The Pass-Through Entity option fixes that. It allows the business to pay the state tax directly, which means the business can fully deduct those taxes on its federal return and lower the total amount of income taxed federally. The result is straightforward: small business owners pay less in federal taxes, without reducing what the state collects.

This policy is not new or controversial. Thirty-six states already offer it. It doesn’t cost Minnesota anything, it’s revenue neutral. And it benefits more than 66,000 businesses across the state.
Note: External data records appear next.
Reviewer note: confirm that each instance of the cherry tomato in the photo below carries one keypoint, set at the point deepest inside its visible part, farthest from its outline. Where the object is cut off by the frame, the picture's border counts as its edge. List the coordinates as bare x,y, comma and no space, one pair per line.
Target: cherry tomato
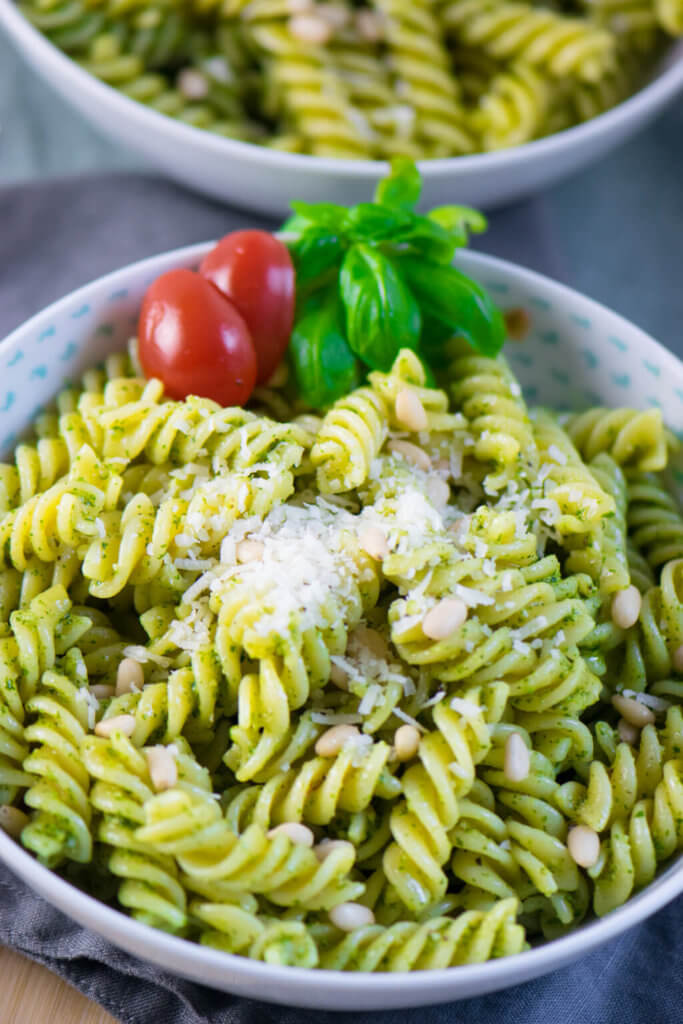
254,269
195,340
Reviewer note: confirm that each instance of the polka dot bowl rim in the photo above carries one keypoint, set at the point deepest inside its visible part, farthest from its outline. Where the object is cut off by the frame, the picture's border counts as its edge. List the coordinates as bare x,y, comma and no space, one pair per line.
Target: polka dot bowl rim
65,338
In a state where the cost of doing business is already high, it’s hard to understand why we wouldn’t offer the same basic tax treatment as states like California and Illinois.

Small businesses have carried a heavy load in recent years, through a pandemic, rising costs and public safety disruptions. We’ve adapted, reinvested and stayed committed to our communities. What we need now are practical policies that support that work, not make it harder.

If the Minnesota House does not act soon, many businesses will face significantly higher federal tax bills. That’s money that could otherwise be used to hire workers, raise wages or reinvest in local neighborhoods.

I urge Gov. Tim Walz and members of the House Tax Committee to pass House File 3127 and extend the Pass-Through Entity election.

Small businesses are the backbone of our communities. We’ve proven our resilience. Now we need our state leaders to show the same commitment to us.

Daniel Hernandez is the owner of Colonial Market located at 2100 E. Lake St.